Globally, the report suggests that GPs are optimistic about energy investments. The dramatic drop in oil prices during 2014 and 2015 resulted in the number of private equity investments in energy falling considerably as targets in the sector became more expensive. Average enterprise value/EBITDA multiples rose to 20.1x last year from 8.1x a year earlier, the report noted.
So far this year global private equity firms have more than doubled their investments in energy to €13 billion, compared with the first quarter of last year, the report noted. In addition, 10 energy-focused private equity deals have been announced in 2017 which, if approved, would add €2.5 billion to this figure.
While cause for optimism, the report highlights concerns about exits – the number of energy exits declined in 2015 by 33 percent with only €2.1 billion generated in realised capital. While there was a 12 percent uplift last year, there have been no energy exits in EMEA so far this year.

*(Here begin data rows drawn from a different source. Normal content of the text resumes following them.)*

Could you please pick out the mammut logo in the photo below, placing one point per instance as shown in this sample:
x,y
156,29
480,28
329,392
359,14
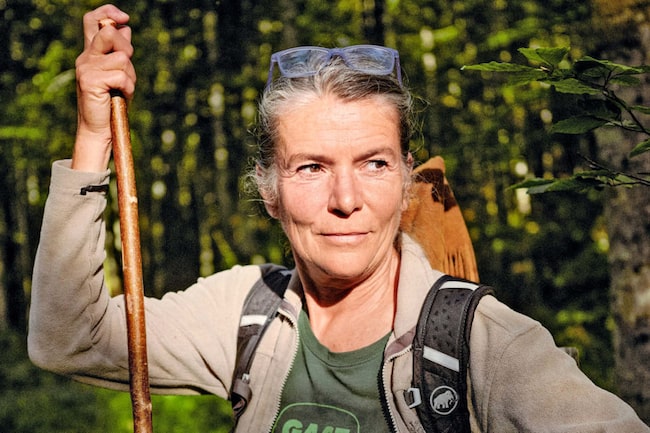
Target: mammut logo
x,y
443,400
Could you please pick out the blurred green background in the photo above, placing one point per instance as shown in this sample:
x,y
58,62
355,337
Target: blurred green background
x,y
201,67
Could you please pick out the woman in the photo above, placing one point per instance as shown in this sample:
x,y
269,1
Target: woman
x,y
334,169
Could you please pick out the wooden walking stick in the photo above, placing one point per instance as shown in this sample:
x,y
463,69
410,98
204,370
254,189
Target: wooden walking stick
x,y
131,261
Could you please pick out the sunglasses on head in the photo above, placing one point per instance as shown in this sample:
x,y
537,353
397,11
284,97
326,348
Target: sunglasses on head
x,y
307,61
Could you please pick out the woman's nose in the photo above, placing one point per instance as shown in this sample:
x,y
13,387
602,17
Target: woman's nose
x,y
345,195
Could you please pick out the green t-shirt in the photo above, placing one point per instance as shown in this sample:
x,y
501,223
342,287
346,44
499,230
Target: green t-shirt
x,y
332,392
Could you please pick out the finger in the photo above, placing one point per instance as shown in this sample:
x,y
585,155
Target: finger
x,y
91,20
109,39
98,75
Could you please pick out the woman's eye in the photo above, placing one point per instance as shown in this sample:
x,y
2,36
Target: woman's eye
x,y
310,168
377,164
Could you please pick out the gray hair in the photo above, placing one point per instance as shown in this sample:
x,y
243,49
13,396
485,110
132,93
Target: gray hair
x,y
335,79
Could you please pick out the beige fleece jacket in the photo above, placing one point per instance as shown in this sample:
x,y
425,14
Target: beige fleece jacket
x,y
520,382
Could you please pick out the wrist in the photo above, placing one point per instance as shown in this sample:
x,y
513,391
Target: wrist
x,y
92,151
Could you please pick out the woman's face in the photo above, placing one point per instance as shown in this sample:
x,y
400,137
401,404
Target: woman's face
x,y
340,187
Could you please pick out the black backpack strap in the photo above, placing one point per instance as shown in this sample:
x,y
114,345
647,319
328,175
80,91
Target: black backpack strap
x,y
260,307
441,354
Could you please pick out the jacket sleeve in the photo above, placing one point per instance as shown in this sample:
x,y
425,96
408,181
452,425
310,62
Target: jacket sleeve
x,y
521,382
77,329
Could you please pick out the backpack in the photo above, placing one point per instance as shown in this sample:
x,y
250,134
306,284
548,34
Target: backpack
x,y
441,347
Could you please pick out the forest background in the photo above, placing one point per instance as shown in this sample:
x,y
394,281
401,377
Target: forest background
x,y
201,67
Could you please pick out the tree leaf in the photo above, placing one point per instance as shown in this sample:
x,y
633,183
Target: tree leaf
x,y
574,87
577,125
640,148
641,108
549,56
499,67
626,80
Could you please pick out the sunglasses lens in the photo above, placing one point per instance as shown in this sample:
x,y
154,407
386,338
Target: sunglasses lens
x,y
370,59
306,61
301,62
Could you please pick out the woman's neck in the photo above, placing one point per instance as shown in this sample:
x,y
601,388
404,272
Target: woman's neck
x,y
349,318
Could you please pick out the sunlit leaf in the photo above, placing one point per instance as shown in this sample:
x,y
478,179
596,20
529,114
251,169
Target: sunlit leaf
x,y
640,148
626,80
641,108
550,56
499,67
573,86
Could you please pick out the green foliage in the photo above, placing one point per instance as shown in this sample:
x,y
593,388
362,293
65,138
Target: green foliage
x,y
201,67
594,84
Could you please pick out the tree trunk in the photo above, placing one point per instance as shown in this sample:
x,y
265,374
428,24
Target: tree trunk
x,y
628,210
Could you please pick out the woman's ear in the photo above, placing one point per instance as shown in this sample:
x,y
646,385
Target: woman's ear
x,y
407,182
269,198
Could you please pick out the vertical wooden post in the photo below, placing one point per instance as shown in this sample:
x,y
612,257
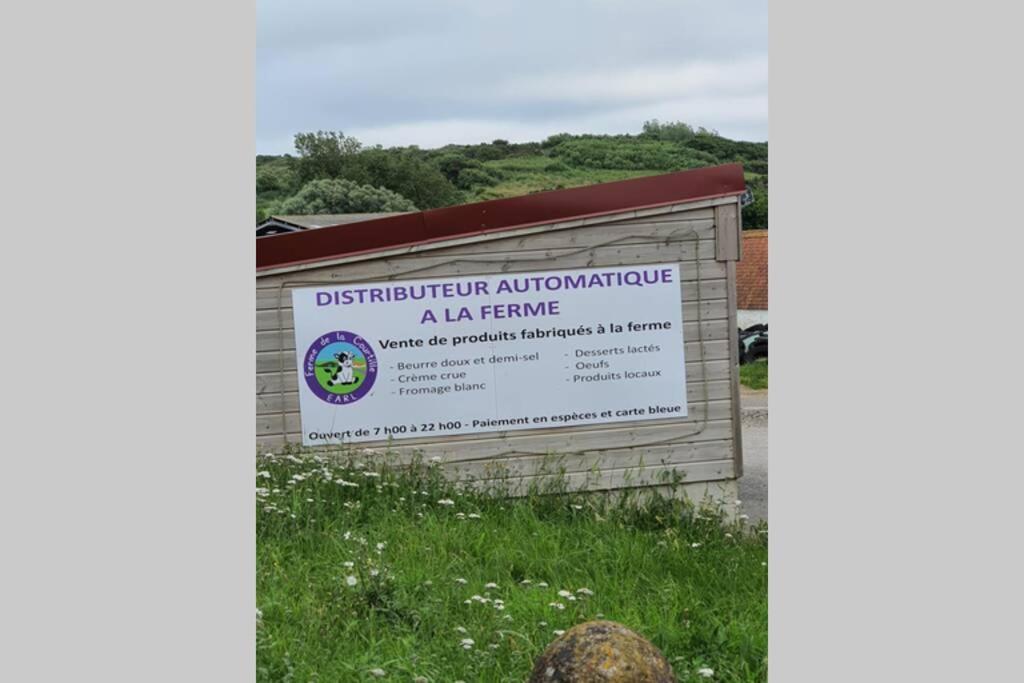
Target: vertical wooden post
x,y
728,248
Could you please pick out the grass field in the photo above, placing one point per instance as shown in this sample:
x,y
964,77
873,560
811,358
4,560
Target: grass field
x,y
755,375
368,567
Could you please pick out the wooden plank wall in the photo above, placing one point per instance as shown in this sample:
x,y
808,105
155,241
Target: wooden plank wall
x,y
701,446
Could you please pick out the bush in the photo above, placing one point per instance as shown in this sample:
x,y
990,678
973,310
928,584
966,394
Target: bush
x,y
477,176
338,196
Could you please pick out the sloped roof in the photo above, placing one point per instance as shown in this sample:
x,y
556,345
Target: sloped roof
x,y
325,219
497,215
752,272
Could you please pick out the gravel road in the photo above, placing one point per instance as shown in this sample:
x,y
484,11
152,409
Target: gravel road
x,y
754,483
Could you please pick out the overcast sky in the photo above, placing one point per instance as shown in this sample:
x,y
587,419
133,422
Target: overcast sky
x,y
431,73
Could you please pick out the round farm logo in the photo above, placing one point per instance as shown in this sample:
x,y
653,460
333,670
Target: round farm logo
x,y
340,368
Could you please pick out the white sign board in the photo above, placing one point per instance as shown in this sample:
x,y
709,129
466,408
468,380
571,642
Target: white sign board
x,y
461,355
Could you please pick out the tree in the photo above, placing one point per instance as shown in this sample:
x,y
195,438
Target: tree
x,y
404,172
325,154
339,196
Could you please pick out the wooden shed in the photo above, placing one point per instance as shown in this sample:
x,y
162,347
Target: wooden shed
x,y
684,224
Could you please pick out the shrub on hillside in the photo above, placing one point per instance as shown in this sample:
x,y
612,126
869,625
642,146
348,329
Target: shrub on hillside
x,y
339,196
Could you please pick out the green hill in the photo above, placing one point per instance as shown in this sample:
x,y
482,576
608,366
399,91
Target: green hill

These concerns in the energy sector can be seen region-wide, across sectors. The number of new deals in EMEA declined by 23 percent, from 1,028 in the first quarter of 2016 to 791 deals in the same period of 2017. At the same time, target exits during the first quarter of 2017 were down 55 percent on the same period of 2016, from €69.8 billion to €31.7 billion, and the number of new exit deals fell from 359 to 271.
Looking ahead, S&P noted that while the LBO pipeline is “slowly filling with new situations,” there are still not enough large-scale auctions, new buyout or add-on acquisition opportunities, quoting one investor who said: “The lack of new deals is frightening.”